Airline finances under pressure
Airline stocks around the world fell on Tuesday, although U.S. stocks pared losses in afternoon trading. The operational and financial effect varies significantly between airlines, said Karen Li, head of Asia transportation, industrial and infrastructure research at JP Morgan.
“There are important differences between airlines, in terms of hedging strategy, air cargo exposure and network rerouting capabilities, which will determine the actual impact of the situation in the Middle East,” Li said.
Oil prices have soared amid the widening conflict.
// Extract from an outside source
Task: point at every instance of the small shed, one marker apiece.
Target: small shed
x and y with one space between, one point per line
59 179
Benchmark crude oil has risen about 30 percent so far this year, threatening to raise jet fuel costs and squeeze airline profits as most airlines have long since given up covering their fuel purchases, their second-largest operating cost after labor.
In its latest annual filing, Delta Air said every 1-cent increase in the price of jet fuel per gallon added about $40 million to its annual fuel bill; A 10 percent increase would add $1 billion to Delta’s fuel bill by 2026, Third Bridge analyst Peter McNally said.